Porquê apostar neste caminho e lutar pela criação de ambientes saudáveis em que os profissionais desenvolvam as suas competências?

A construção de locais de trabalho saudáveis tem implicações tanto na saúde e bem-estar dos trabalhadores como na economia das organizações e dos países. A  Organização Mundial de Saúde defende que o ambiente de trabalho deve cada vez mais ser entendido como um potencial espaço para promoção da saúde e prevenção da doença. Vários estudos nacionais e internacionais têm demonstrado de forma consistente que as condições de trabalho têm um forte impacto na saúde mental e física dos trabalhadores – o que, consequentemente, tem também um impacto muito forte na sociedade e na economia, pela forma como a produção e produtividade são afetadas.

Esta mudança é um esforço económico sem retorno ou é rentável para o SNS?

Esta mudança é acima de tudo muito necessária pelo impacto positivo ao nível do bem-estar. O país e a sociedade precisam de pessoas e de organizações felizes. Não descuramos a importância do impacto financeiro de todas as medidas que tomamos e neste caso em concreto os números também estão do nosso lado. A evidência científica demonstra que as ações que previnem, por exemplo, o stresse ocupacional, além de reduzirem custos trazem vários benefícios. O grupo de trabalho que nomeei, no relatório que apresentou, indicava que cada euro investido na implementação eficaz de programas de intervenção que apoiam os colaboradores com problemas de Saúde Psicológica produz um retorno que corresponde a um aumento cinco vezes superior da produtividade (Hilton, 2004). No Reino Unido, o National Institute for Health and Clinical Excellence (2009) estimou que as perdas de produtividade poderiam ser reduzidas pelo menos em 30% e resultar em poupanças anuais de €292.100 numa organização com 1000 colaboradores. Estas intervenções têm impacto direto na redução do absentismo e melhoria da produtividade. Um estudo encomendado pela EU-OSHA mostrou que o retorno gerado por programas de promoção da Saúde Psicológica no trabalho, durante um ano, pode atingir €13.62 por cada €1 gasto nesses programas (Matrix, 2013).
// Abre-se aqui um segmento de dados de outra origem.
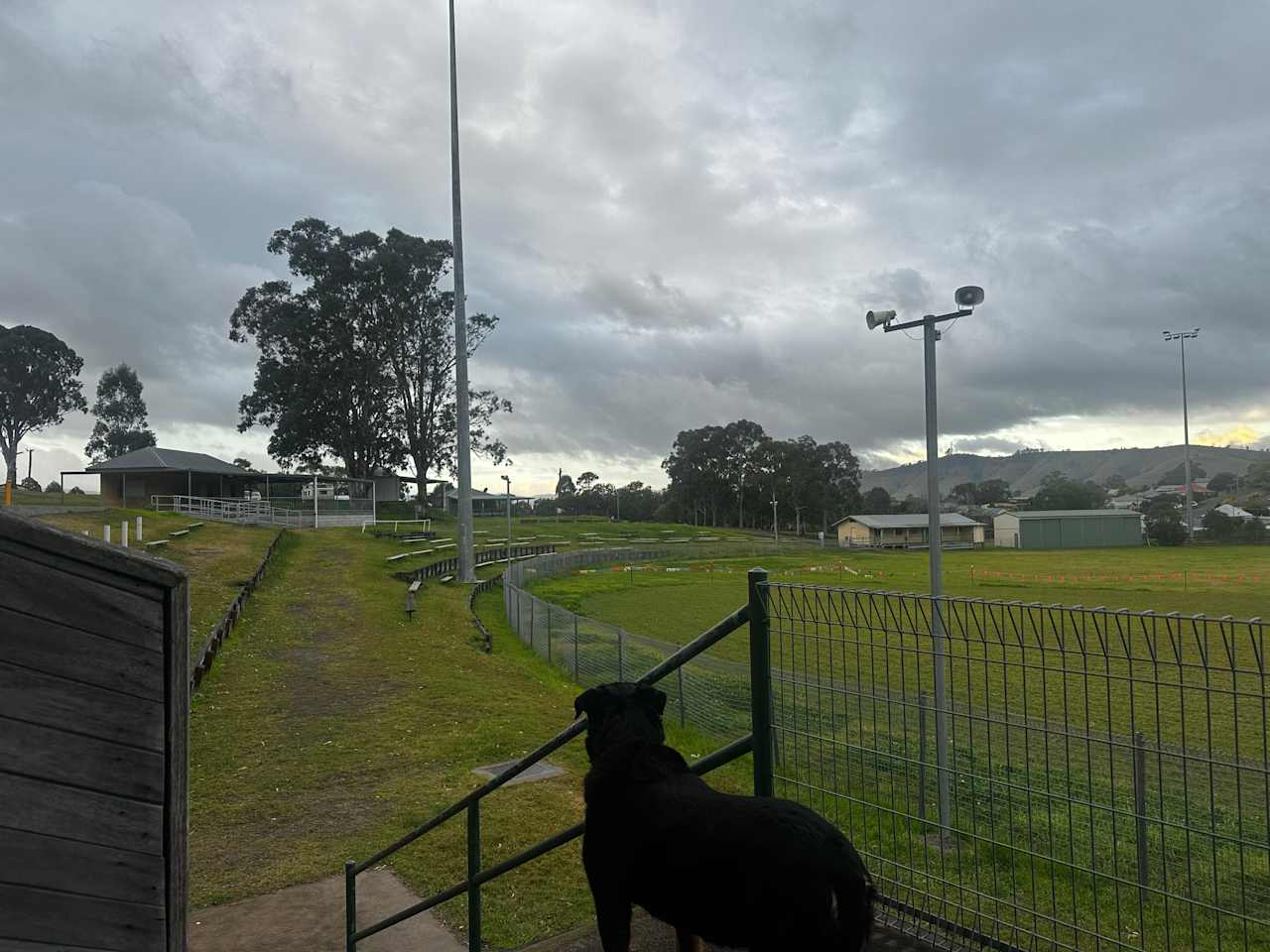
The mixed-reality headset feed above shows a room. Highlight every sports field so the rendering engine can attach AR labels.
[518,547,1270,948]
[532,545,1270,660]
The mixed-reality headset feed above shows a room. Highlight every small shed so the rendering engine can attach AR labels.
[0,513,190,952]
[833,513,984,548]
[992,509,1142,548]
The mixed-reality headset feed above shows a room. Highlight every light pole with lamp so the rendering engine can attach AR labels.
[449,0,479,586]
[865,286,983,837]
[1163,327,1199,539]
[503,472,512,568]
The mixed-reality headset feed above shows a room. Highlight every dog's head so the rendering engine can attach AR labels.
[572,681,666,763]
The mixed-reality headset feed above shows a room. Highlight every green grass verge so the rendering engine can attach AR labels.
[13,489,101,507]
[520,547,1270,948]
[190,530,745,948]
[42,509,278,652]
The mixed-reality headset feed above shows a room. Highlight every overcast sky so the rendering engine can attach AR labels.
[0,0,1270,493]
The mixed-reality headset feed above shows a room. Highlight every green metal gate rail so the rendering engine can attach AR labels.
[344,568,775,952]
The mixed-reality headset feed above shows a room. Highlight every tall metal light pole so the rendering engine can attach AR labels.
[503,472,512,567]
[865,286,983,835]
[1163,327,1199,538]
[449,0,476,583]
[772,476,781,548]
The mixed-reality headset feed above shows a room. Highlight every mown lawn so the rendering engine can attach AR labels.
[190,530,747,948]
[13,489,101,507]
[44,510,278,652]
[518,545,1270,948]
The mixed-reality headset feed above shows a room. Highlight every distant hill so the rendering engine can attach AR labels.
[861,444,1270,498]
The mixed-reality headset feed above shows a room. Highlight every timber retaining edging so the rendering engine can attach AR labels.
[467,572,503,654]
[190,530,286,692]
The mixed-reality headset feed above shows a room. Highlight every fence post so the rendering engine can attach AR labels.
[1133,731,1148,902]
[747,568,776,797]
[467,799,480,952]
[917,694,927,820]
[676,663,689,727]
[344,860,357,952]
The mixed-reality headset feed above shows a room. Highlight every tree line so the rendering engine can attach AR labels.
[0,325,155,493]
[230,218,512,485]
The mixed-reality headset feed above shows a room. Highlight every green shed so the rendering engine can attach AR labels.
[992,509,1142,548]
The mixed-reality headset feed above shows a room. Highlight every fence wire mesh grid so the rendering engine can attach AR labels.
[766,584,1270,949]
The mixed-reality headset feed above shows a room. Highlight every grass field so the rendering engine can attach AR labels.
[190,518,748,948]
[13,489,101,507]
[42,510,278,652]
[518,547,1270,948]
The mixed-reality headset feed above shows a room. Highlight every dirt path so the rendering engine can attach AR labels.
[190,870,466,952]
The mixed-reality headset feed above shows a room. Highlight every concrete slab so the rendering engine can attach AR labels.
[472,761,564,787]
[190,870,467,952]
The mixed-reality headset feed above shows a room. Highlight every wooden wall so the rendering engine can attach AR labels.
[0,513,190,952]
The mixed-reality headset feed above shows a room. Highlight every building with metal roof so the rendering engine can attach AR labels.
[992,509,1142,548]
[72,447,260,508]
[833,513,984,548]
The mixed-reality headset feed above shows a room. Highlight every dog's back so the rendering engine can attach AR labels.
[584,745,874,952]
[575,684,874,952]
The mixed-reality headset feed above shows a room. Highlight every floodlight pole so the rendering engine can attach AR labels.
[449,0,476,583]
[772,477,781,548]
[503,472,512,568]
[884,308,970,835]
[1165,327,1199,539]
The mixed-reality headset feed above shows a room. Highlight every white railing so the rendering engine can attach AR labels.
[150,496,314,528]
[362,520,432,535]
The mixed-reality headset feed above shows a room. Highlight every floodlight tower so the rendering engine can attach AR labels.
[1163,327,1199,539]
[449,0,476,584]
[865,285,983,835]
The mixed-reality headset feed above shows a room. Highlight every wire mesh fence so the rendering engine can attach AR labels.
[503,548,750,740]
[767,584,1270,949]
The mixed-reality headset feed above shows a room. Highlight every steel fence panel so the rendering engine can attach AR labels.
[768,584,1270,949]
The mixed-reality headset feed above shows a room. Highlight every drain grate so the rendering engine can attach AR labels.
[472,761,564,787]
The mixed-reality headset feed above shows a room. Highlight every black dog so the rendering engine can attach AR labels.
[574,683,874,952]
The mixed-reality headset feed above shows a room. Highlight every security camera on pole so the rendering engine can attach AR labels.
[865,285,983,839]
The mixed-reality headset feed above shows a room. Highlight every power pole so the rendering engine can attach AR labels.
[449,0,476,583]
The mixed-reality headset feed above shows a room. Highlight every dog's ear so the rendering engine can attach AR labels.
[635,684,666,717]
[572,688,604,720]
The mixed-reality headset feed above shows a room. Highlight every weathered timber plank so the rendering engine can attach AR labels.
[0,774,164,856]
[0,826,164,908]
[0,511,186,589]
[0,607,164,702]
[164,581,188,952]
[0,717,164,803]
[0,884,165,952]
[0,552,163,650]
[0,661,164,753]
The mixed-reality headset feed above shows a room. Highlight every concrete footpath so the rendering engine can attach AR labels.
[190,869,467,952]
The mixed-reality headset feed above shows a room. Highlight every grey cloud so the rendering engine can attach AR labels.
[0,0,1270,477]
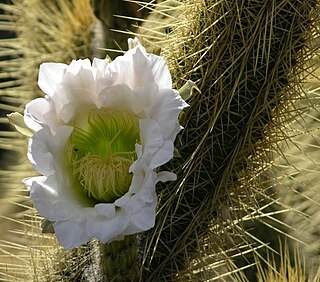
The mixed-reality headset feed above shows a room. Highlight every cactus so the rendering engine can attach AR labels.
[0,0,319,281]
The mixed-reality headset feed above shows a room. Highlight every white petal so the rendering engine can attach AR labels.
[67,59,91,75]
[24,98,57,131]
[92,58,109,73]
[109,46,154,90]
[128,37,141,49]
[38,63,67,96]
[23,176,68,221]
[145,89,188,139]
[100,84,135,112]
[94,204,116,218]
[28,126,73,176]
[53,220,91,250]
[139,119,163,153]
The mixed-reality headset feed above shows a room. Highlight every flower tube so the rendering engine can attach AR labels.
[24,39,187,249]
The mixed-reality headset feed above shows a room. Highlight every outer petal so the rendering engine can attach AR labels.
[24,98,57,132]
[109,45,172,89]
[145,89,188,139]
[24,38,187,249]
[53,220,91,250]
[28,126,73,176]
Na sua opinião, qual poderá ser a resposta do profissional de saúde português à participação nesta mudança?

Os trabalhadores estão disponíveis para participar nestes processos de mudança. Aliás, a investigação tem demonstrado de forma consistente que quando os colaboradores se sentem apoiados e valorizados tendem a apresentar níveis mais elevados de bem-estar, níveis mais elevados de desempenho, concentração e motivação e níveis mais elevados de envolvimento e compromisso com os objetivos da organização. Pessoas felizes e saudáveis permitem criar e fazer crescer organizações otimistas, dando origem a um ciclo virtuoso que serve os profissionais e os utentes.